Free Open Source Software for Game Development

For those interested in 3D animation, game development, or other related pursuits, forums and articles discussing the pros and cons of different software options are numerous. The end result of all of this analysis tends to be the suggestion to try the options for yourself, making use of free trials and then just pick what works best for you.

This advice is useful and practical, and I could almost stop this post there. Almost.

But before I do, a little about my background. I began my digital media career about fifteen years ago learning industry standard commercial software. I learned 3D generalist skills on Autodesk Maya and texture preparation, game development with Unity, and compositing, and video editing with the Adobe suite, and I have been using them ever since.

I have had a growing interest and respect for free and open source software in recent years, first swapping out Microsoft Office for LibreOffice, then dabbling in Blender on and off, reading about the Godot game engine's development as a 3D game engine, particularly since the release of Godot 3.0, and I have even installed Linux on a couple of PCs (Xubuntu has become my preference after testing out different flavors).

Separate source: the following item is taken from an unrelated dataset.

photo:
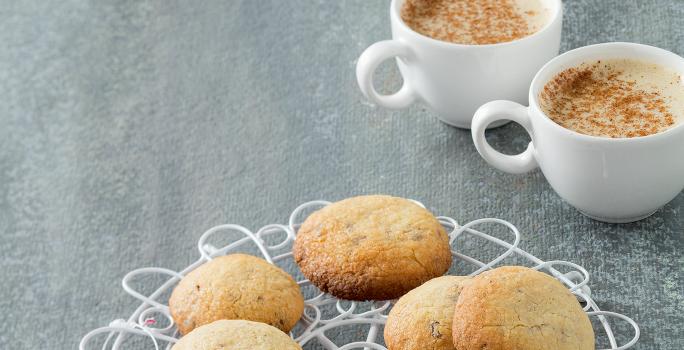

In my experience, discounting all of the fuzzy intricacies of the technical nitty-gritty details of Blender versus Maya or Godot versus Unity, there have been two overarching reasons I have only recently gone all in on a free and open source software workflow.

  1. Laziness: I happened to learn 3D modeling, texturing, animation and game development on Maya and Unity, and sticking with what I know is less effort than learning new software.

  2. Job Requirements: When you work as a part of a team, fulfilling assigned tasks for a nine to five job, you use the software that the team uses. It's a part of the job. Enough said.

In the end, I have committed to developing games with free and open source software because I am finally overcoming the inertia of sticking with what I know, and the freedom of the antiGravity Turtle studio allows it in my case.

My Blender and Godot knowledge is still far outweighed by my Maya and Unity knowledge, but there is nothing like a good challenge, and I am curious to see where the path leads.